We are suffering a pandemic of slow moving and improperly secured landscaping and repair vehicles in our area. They all go at most 10mph below the speed limit. They're loaded with weed eaters, mowers, ladders, etc. They create long lines of slow moving traffic, spill crap all over the roads and generally make people miserable.

Thanks. Been waiting to get that off my chest.
Spot on and I see it quite often... Guys that do landscaping, cement work, tile, etc. pulling all sorts of crap on beat to death trailers, shoved in the back of vans with the doors wedged open, you name it. How those things are considered the least bit legal/safe is beyond me, but I did recently spot a work truck carrying a load of guys in the back with no tailgate and they got pulled immediately and I imagine that was why. Those guys were literally stacked in the bed of the truck hitting Interstate 85/40 at decent speed with no respect to their safety at all.
 
Just a follow up on this.

The shop I use down the road fixed my truck today with the parts I supplied.

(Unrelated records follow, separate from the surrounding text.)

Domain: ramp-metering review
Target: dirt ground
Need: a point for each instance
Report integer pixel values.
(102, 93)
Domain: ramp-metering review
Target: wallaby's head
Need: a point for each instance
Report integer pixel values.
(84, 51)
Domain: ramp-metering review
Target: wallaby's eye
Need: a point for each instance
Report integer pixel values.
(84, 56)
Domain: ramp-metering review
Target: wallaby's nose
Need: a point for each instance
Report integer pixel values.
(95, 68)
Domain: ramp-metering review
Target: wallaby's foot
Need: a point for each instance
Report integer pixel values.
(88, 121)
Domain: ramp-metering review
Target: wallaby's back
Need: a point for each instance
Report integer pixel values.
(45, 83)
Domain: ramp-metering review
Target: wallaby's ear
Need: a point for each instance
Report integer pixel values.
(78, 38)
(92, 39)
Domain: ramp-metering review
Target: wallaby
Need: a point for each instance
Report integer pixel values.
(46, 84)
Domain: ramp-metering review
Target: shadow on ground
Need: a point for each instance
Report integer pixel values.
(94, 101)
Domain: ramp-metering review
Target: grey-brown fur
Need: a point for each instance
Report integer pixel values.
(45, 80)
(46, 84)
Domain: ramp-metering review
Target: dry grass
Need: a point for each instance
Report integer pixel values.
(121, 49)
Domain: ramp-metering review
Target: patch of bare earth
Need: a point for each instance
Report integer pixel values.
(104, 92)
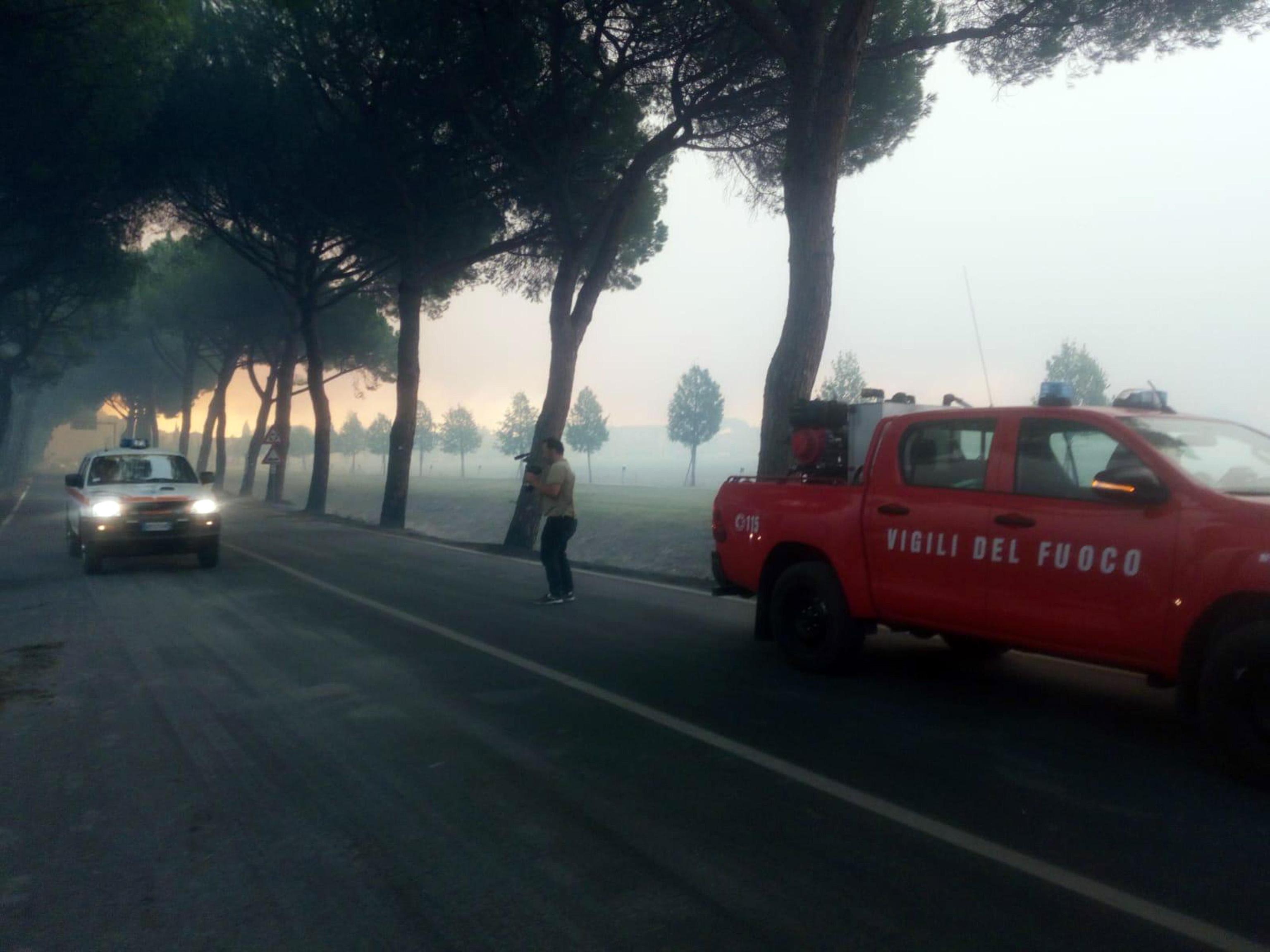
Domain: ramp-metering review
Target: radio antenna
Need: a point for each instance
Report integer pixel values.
(978, 340)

I really lucked out. One hour labor, cleaning supplies, sales tax: $125+2.50+11.16 = $138.66. The parts were ~$34.

He didn't have to use the doorman intermediate cable. He said it didn't really need it and the end didn't fit the coupler anyway (Doorman). Everything else under the truck looked good he said.

I think it was around a $12 part. Not sure if it's even worth sending back to Rock Auto.